AI systems fail in ways traditional systems don't. Today we cover AI-specific incident response, business continuity planning for AI dependencies, and the regulatory reporting obligations that come with AI incidents.
AI incidents are broader than traditional security incidents. Your incident taxonomy must include:
Model failure — Model produces incorrect or harmful outputs. Could be sudden (software bug) or gradual (data drift). Example: a credit model starts approving high-risk applicants due to distribution shift in input data.
Adversarial attack — Deliberate manipulation of AI systems. Includes prompt injection, data poisoning, model evasion, and model extraction. These are intentional security events.
Bias and fairness events — AI system produces discriminatory outcomes. May not be a "security" incident in the traditional sense, but is a governance incident requiring response. Example: hiring AI disproportionately rejects candidates from certain demographics.
Safety events — AI system causes or could cause physical or psychological harm. Content generation that's harmful, autonomous system malfunction, or medical AI misdiagnosis.
Data incidents — Training data breach, unauthorized access to model weights, or exposure of PII through model outputs (memorization/extraction attacks).
Availability events — AI system becomes unavailable when business processes depend on it. Different from traditional outages because fallback may not exist.
Each category needs its own detection methods, severity criteria, and response procedures.
Extend your existing IR framework for AI. The phases remain the same — the content changes.
Detection — Traditional SIEM won't catch AI-specific incidents. You need model monitoring (performance drift, output anomalies), bias detection tools, and user feedback channels. Alert on unusual patterns in model inputs and outputs.
Containment — For AI, containment may mean: disable the model, switch to a fallback system, add manual review to model outputs, restrict access to the model API, or isolate the training environment if poisoning is suspected.
Eradication — Root cause analysis is more complex for AI. Was the issue in the model, the training data, the serving infrastructure, or the input data? Model behavior is harder to debug than traditional software.
Recovery — Recovery may require model rollback to a previous version, data cleansing and retraining, or human review of decisions made during the incident period. Consider downstream impact: if the model made bad decisions, those decisions may need to be reversed.
Lessons learned — Update the AI risk register. Adjust monitoring thresholds. Revise training data quality controls. Document what worked and what didn't.
AI systems create new BCP challenges:
Dependency mapping — Identify which business processes depend on AI systems. Many organizations have AI dependencies they don't realize until the system fails.
Fallback procedures — What happens when the AI system is unavailable? Options include manual processes, rule-based systems, previous model versions, or graceful degradation (partial functionality).
Graceful degradation — Design AI systems to degrade gracefully rather than fail completely. A recommendation engine that can't personalize should still show popular items. A fraud detection system that's degraded should increase manual review, not stop all transactions.
Manual overrides — Ensure human operators can override AI decisions at all times. This is both a safety requirement and a regulatory expectation (EU AI Act requires human oversight for high-risk AI).
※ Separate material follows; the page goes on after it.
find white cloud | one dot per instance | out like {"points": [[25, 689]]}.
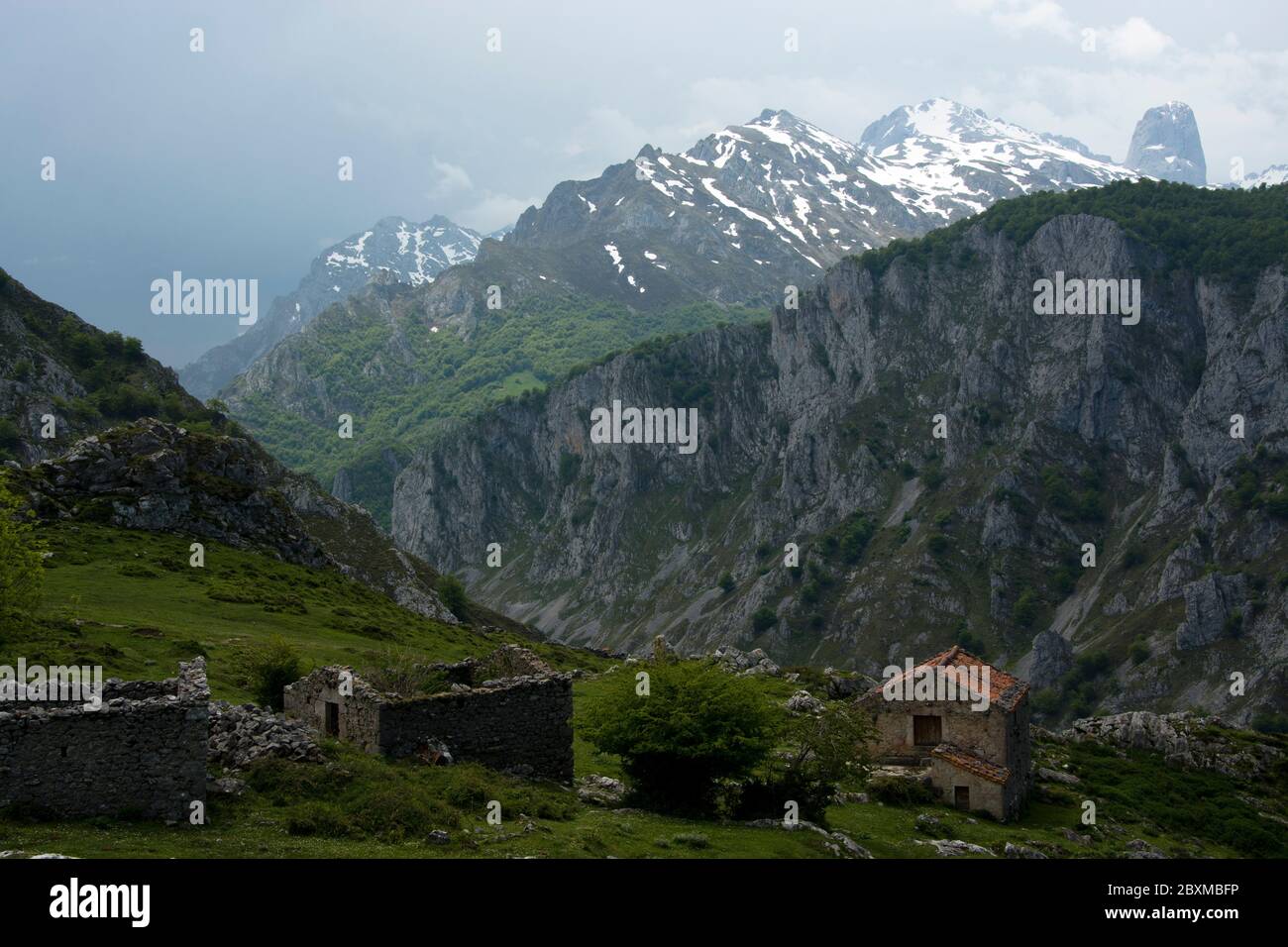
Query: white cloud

Recovery time and point objectives — Define RTO and RPO for AI systems just as you would for traditional systems. Note: model retraining can take hours or days, which may exceed typical RTO targets.
The EU AI Act introduces specific reporting obligations for AI incidents:
Serious incidents must be reported to the relevant market surveillance authority. A serious incident is one that results in death, serious damage to health, serious and irreversible disruption to critical infrastructure, or serious breach of fundamental rights obligations.
Timeline — Report within 72 hours of becoming aware of the incident, or immediately if life-threatening.
Documentation — Detailed incident documentation including the AI system involved, nature of the incident, corrective measures taken, and impact assessment.
Ongoing obligations — Provide updates as investigation progresses. Final report when investigation is complete.
Even if your organization isn't directly subject to EU AI Act, understand that similar reporting obligations are emerging globally. Design your incident reporting procedures to meet the most stringent requirements you might face.
Regular tabletop exercises prepare your team for AI incidents. Design scenarios that test:
Cross-functional coordination — AI incidents require security, engineering, legal, communications, and business stakeholders. Does everyone know their role?
Decision-making under uncertainty — AI incidents often have unclear root causes. Can your team make containment decisions with incomplete information?
Regulatory notification — Does your team know when and how to notify regulators? Is the process documented and tested?
Communication — How do you communicate to affected users that AI-made decisions may have been incorrect? What's the remediation process?
Recommended scenarios: biased hiring AI discovered by media, adversarial attack on customer-facing chatbot, training data breach exposing PII, and AI-generated content that causes reputational damage.